3.2.1. Deployment Options and Configuration Parameters
💡 First Principle: Deployment options decide how the model's capacity is provisioned and billed, while runtime parameters decide how it generates on each call. Provisioning is about predictable cost and throughput; runtime parameters are about output behavior.
On the deployment side, you generally choose between pay-as-you-go (billed per token, great for variable or low volume) and provisioned throughput (reserved capacity via Provisioned Throughput Units, or PTUs, for predictable high-volume workloads). On the runtime side, the parameters you'll see most are temperature (randomness), top-p (an alternative way to control randomness by limiting the pool of candidate tokens), and max tokens (a cap on completion length, which bounds cost and response size).

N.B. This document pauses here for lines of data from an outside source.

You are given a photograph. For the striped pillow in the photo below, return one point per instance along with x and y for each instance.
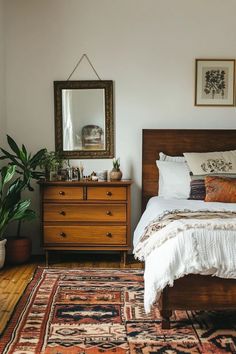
(220, 189)
(197, 189)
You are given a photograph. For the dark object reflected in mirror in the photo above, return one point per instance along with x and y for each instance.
(84, 119)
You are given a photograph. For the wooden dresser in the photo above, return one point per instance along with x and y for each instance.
(86, 216)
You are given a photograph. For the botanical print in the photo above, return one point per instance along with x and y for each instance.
(215, 83)
(216, 165)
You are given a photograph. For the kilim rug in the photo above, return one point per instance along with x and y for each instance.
(100, 311)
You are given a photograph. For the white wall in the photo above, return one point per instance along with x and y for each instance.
(2, 77)
(148, 47)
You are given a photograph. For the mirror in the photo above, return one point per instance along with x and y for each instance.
(84, 119)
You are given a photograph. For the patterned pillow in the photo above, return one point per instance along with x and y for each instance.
(219, 189)
(205, 163)
(197, 189)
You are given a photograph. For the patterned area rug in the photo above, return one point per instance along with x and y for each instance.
(95, 311)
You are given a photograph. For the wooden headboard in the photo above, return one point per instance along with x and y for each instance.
(174, 142)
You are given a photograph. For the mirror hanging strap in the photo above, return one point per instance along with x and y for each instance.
(78, 63)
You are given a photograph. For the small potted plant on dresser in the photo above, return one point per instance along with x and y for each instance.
(18, 248)
(51, 163)
(12, 207)
(116, 174)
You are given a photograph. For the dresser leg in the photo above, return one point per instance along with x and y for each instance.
(123, 258)
(46, 257)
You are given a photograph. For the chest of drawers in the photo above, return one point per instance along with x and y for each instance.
(86, 216)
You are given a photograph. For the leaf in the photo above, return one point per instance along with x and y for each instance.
(7, 173)
(13, 158)
(13, 145)
(24, 150)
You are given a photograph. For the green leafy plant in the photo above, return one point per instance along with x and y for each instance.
(25, 166)
(116, 164)
(51, 161)
(12, 207)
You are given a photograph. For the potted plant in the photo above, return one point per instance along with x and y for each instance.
(51, 162)
(11, 206)
(116, 174)
(18, 249)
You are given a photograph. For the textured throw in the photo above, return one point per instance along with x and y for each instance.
(100, 311)
(170, 223)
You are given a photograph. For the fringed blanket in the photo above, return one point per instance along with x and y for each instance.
(170, 223)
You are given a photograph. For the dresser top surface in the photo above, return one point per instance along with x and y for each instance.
(123, 182)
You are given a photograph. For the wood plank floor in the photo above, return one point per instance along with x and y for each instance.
(13, 279)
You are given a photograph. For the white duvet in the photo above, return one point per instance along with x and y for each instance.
(194, 250)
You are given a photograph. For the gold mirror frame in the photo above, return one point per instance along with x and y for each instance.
(107, 86)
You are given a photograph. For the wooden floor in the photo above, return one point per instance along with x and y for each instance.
(13, 279)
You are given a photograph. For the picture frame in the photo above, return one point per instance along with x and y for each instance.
(215, 82)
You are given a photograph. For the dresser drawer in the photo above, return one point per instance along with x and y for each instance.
(85, 212)
(106, 193)
(100, 235)
(63, 193)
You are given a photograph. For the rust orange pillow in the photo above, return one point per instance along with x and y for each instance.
(220, 189)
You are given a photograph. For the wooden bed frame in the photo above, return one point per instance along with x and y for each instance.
(191, 292)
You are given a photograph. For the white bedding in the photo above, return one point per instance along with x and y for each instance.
(195, 250)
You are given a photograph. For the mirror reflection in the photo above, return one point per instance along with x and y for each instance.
(87, 132)
(84, 119)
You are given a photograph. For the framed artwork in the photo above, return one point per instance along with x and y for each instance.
(214, 82)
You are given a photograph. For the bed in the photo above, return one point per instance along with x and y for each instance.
(192, 291)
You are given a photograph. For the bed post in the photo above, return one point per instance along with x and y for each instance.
(164, 311)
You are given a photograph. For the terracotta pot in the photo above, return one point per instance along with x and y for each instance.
(115, 175)
(18, 250)
(2, 252)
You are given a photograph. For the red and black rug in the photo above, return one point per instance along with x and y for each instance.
(94, 311)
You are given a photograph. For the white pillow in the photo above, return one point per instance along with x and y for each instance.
(164, 157)
(174, 179)
(205, 163)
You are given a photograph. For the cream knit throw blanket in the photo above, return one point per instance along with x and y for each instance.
(170, 223)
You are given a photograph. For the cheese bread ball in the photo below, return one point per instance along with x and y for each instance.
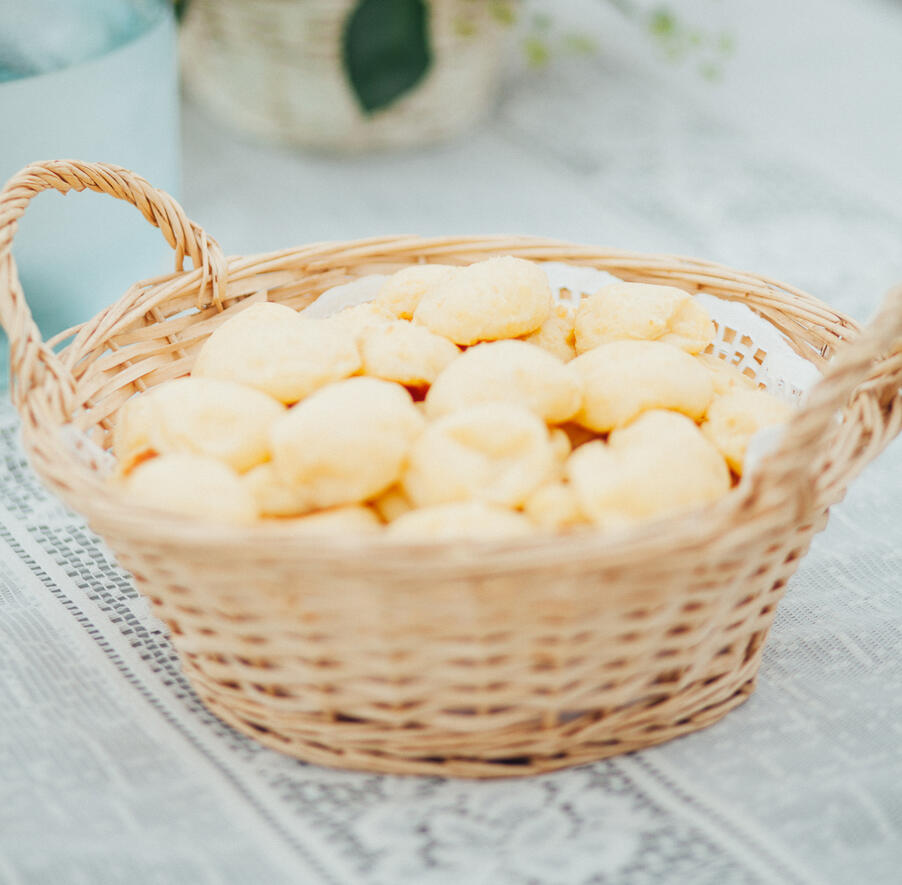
(274, 349)
(469, 520)
(346, 443)
(691, 328)
(401, 293)
(192, 485)
(507, 371)
(496, 452)
(359, 319)
(400, 351)
(642, 312)
(659, 465)
(724, 374)
(625, 378)
(392, 504)
(499, 298)
(554, 506)
(352, 519)
(556, 334)
(219, 419)
(735, 417)
(272, 496)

| Parameter | Controls | Raise it to... | Lower it to... |
|---|---|---|---|
| Temperature | Randomness/creativity | Get more varied, creative output | Get more focused, consistent output |
| Top-p | Candidate token pool | Allow more diverse word choices | Restrict to the most likely words |
| Max tokens | Completion length cap | Allow longer responses | Bound length and cost |
⚠️ Exam Trap: For tasks needing consistent, factual output (like extracting a date), you want low temperature, not high. High temperature is for creative variety. Reaching for high temperature to "improve" a factual task is a common wrong answer.
Reflection Question: A summarization feature gives wildly different summaries each time it runs on the same document. Which parameter would you adjust, and in which direction?